Whether or not, there is an undue delegation of power to tax on the part of


ERC.

RULING:
• The court finds the instant case DISMISSED for lack of merit.
• No, the Section 4 of the EPIRA law provides that the UNIVERSAL CHARGE refers
to the charge, if any, imposed for the recovery of the stranded cost and the
purposes pursuant to Section 34. The amount collected is not made certain
by the ERC, but by the legislative parameters provided for in the law
(RA 9136) itself, it therefore cannot be understood as a rule solely
coming from the ERC. The ERC in this case is only a specialized
administrative agency which is tasked of executing a subordinate
legislation issued by congress; which before execution must pass both
the completeness test and the sufficiency of standard test.
6. MARINA REYES, ET.AL vs.

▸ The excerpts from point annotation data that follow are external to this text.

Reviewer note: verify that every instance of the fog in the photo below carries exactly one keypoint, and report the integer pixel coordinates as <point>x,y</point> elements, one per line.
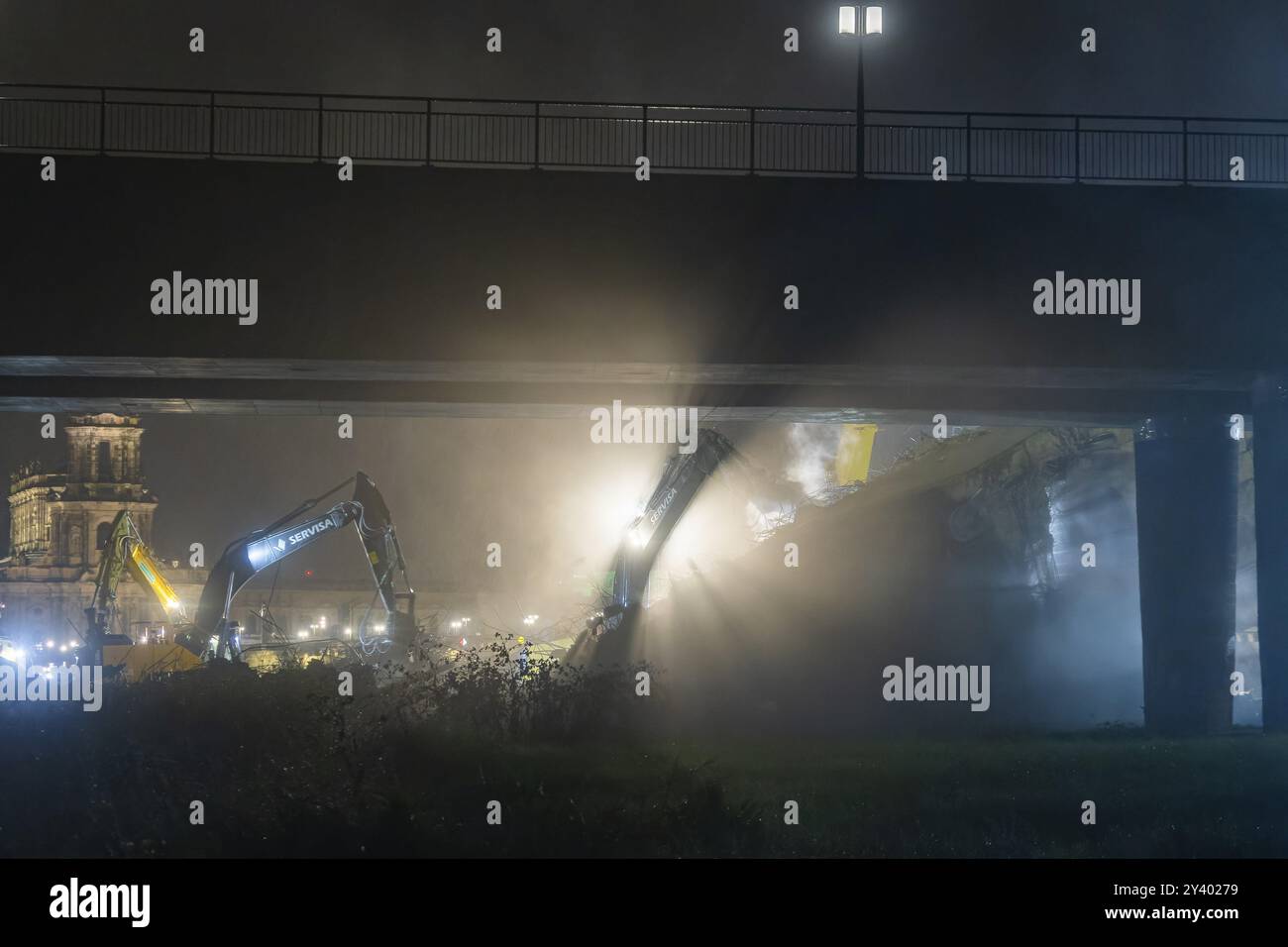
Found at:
<point>739,638</point>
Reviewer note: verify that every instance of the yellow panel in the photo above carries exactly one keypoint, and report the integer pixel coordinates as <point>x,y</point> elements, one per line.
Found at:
<point>854,455</point>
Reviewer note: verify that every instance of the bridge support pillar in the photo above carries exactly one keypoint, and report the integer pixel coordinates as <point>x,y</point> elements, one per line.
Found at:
<point>1270,475</point>
<point>1186,508</point>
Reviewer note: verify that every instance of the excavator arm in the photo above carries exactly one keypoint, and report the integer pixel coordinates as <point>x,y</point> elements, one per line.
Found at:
<point>125,552</point>
<point>252,554</point>
<point>682,479</point>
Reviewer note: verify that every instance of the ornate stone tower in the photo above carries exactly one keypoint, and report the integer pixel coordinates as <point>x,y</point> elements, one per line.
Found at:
<point>65,518</point>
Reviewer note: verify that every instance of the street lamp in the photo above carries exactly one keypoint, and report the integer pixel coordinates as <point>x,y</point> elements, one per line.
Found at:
<point>850,20</point>
<point>851,17</point>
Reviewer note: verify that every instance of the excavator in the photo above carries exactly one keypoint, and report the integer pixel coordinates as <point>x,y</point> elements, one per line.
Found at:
<point>213,634</point>
<point>682,478</point>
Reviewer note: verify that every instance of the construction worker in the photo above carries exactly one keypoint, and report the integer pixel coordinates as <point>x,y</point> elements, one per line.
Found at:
<point>523,656</point>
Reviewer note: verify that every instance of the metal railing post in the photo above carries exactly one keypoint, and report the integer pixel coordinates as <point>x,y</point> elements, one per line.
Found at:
<point>1077,150</point>
<point>1185,151</point>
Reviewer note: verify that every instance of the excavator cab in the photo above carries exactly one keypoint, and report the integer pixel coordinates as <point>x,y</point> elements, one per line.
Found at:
<point>214,633</point>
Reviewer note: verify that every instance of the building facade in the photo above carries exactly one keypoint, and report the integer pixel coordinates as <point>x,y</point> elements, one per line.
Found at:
<point>60,521</point>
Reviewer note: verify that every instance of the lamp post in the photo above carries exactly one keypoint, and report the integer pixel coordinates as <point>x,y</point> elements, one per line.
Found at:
<point>859,21</point>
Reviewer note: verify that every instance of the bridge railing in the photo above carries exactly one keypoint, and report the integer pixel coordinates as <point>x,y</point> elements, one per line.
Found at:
<point>715,140</point>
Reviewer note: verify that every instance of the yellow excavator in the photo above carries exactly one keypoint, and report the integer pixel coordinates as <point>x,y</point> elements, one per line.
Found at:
<point>127,552</point>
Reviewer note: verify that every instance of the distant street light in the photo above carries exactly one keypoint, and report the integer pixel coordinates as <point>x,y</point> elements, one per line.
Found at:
<point>850,20</point>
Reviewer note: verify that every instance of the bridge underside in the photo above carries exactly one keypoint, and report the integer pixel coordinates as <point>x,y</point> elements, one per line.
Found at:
<point>914,299</point>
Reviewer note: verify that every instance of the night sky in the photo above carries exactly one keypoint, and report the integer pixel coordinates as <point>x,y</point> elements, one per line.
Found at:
<point>1162,56</point>
<point>1155,56</point>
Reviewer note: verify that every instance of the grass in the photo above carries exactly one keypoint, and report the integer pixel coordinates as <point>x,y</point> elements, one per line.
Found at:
<point>286,767</point>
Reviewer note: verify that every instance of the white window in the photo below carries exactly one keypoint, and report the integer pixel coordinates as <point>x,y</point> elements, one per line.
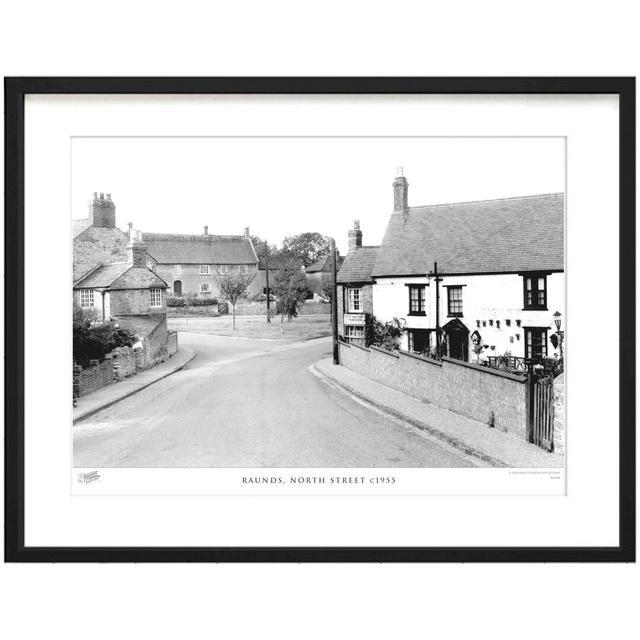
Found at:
<point>354,334</point>
<point>156,297</point>
<point>355,300</point>
<point>86,298</point>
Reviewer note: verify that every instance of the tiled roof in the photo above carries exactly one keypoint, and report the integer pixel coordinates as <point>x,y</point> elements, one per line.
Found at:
<point>280,262</point>
<point>102,276</point>
<point>172,248</point>
<point>141,325</point>
<point>491,236</point>
<point>79,226</point>
<point>324,264</point>
<point>120,275</point>
<point>358,265</point>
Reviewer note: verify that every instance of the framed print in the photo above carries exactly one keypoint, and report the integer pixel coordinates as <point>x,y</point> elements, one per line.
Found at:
<point>320,319</point>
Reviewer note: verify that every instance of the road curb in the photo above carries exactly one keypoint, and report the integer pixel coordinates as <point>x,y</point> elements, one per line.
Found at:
<point>110,403</point>
<point>419,424</point>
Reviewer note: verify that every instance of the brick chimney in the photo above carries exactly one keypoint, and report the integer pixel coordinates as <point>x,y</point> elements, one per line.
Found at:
<point>355,236</point>
<point>137,252</point>
<point>102,211</point>
<point>400,192</point>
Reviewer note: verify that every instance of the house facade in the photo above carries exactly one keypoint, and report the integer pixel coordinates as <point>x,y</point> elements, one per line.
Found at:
<point>190,263</point>
<point>132,295</point>
<point>355,287</point>
<point>500,275</point>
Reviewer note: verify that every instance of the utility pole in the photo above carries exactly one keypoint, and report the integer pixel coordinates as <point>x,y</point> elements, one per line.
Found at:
<point>334,305</point>
<point>266,270</point>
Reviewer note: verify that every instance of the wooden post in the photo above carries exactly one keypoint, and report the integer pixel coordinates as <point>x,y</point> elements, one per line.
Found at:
<point>266,270</point>
<point>334,306</point>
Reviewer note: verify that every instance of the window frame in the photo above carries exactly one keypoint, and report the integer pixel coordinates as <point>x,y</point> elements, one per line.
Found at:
<point>156,291</point>
<point>87,292</point>
<point>528,331</point>
<point>421,301</point>
<point>450,313</point>
<point>535,276</point>
<point>350,306</point>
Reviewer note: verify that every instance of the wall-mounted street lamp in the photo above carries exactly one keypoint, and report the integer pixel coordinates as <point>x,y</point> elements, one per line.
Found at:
<point>557,320</point>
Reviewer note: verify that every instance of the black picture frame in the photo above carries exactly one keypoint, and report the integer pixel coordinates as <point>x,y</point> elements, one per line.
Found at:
<point>15,91</point>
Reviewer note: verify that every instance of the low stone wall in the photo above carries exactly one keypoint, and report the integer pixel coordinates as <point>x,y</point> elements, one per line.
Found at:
<point>124,361</point>
<point>465,388</point>
<point>559,436</point>
<point>87,380</point>
<point>172,342</point>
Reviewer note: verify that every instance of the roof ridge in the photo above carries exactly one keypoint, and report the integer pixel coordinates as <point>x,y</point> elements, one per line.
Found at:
<point>451,204</point>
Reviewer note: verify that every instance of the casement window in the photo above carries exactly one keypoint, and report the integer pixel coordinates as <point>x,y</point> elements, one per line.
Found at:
<point>354,298</point>
<point>454,301</point>
<point>535,291</point>
<point>354,334</point>
<point>156,297</point>
<point>416,300</point>
<point>535,343</point>
<point>86,298</point>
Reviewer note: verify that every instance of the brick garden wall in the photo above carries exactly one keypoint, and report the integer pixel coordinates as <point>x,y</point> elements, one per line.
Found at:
<point>88,380</point>
<point>468,389</point>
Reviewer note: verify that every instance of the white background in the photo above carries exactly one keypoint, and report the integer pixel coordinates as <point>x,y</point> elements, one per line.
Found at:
<point>370,38</point>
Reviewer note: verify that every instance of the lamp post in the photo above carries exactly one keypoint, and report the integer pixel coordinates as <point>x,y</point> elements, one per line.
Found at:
<point>557,320</point>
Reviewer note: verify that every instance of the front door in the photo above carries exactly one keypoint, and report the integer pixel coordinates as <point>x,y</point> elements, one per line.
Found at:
<point>456,340</point>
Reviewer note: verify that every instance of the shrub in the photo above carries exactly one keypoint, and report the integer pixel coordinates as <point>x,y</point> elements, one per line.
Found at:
<point>92,341</point>
<point>191,302</point>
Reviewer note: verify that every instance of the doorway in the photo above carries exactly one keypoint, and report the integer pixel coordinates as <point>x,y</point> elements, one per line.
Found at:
<point>456,340</point>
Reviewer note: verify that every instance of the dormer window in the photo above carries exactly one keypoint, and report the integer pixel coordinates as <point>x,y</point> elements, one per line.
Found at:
<point>535,291</point>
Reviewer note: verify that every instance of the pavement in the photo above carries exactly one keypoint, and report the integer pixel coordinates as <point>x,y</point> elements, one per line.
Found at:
<point>112,393</point>
<point>249,403</point>
<point>491,446</point>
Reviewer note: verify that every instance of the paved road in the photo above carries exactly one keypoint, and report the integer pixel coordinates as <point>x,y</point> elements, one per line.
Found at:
<point>250,403</point>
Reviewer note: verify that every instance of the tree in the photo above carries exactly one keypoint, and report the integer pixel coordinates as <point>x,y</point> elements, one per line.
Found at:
<point>306,247</point>
<point>233,286</point>
<point>290,289</point>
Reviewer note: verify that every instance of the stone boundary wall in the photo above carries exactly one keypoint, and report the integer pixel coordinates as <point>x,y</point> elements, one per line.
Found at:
<point>172,342</point>
<point>462,387</point>
<point>559,436</point>
<point>88,380</point>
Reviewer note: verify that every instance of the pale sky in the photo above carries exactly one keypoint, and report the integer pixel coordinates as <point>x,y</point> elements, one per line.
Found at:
<point>285,186</point>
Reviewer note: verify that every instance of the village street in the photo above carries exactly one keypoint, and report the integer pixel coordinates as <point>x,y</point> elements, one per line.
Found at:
<point>250,403</point>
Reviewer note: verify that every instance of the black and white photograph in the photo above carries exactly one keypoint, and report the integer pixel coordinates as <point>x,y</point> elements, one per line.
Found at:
<point>318,302</point>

NATIONAL HOUSING AUTHORITY
G.R No.: 147511
January 20, 2003

FACTS:

• Respondent, National Housing Authority (NHA) filed separate complaints


for the expropriation of sugarcane lands owned by the petitioners
which is located in Dasmariñas, Cavite. They stated the purpose of the
complaint is for the expansion of the Dasmariñas Resettlement Project
for the squatters who will be relocated from Metro Manila. The Trial
Court rendered the decision and ordered NHA to pay petitioners for the
just compensations. The Judgment of the lower court were affirmed also
by the Supreme Court.
• A few years later, petitioners contended that respondent NHA violated the
stated public purpose for the expansion of the Dasmariñas Resettlement
Project when it failed to relocate the squatters from the Metro Manila area,
as borne out by the ocular inspection conducted by the trial court which
showed that most of the expropriated properties remain unoccupied.
Petitioners likewise question the public nature of the use by respondent NHA
when it entered into a contract for the construction of low-cost housing
units, which is allegedly different from the stated public purpose in the
expropriation proceedings. Hence, it is claimed that respondent NHA has
forfeited its rights and interests by virtue of the expropriation judgment
and the expropriated properties should now be returned to herein.

ISSUE:
Whether or not, the judgment of expropriation was forfeited in the light of
the failure of the NHA to use the expropriated property for the intended purpose
but for a different purpose.

RULING:

The Supreme Court favored the respondent NHA. Petitioners cannot insist on a
restrictive view of the eminent domain provision of the Constitution by contending
that the contract for low-cost housing is a deviation from the stated public use.
It is now settled doctrine that the concept of public use is no longer limited to
traditional purposes. Here, as elsewhere, the idea that "public use" is strictly
limited to clear cases of "use by the public" has been abandoned.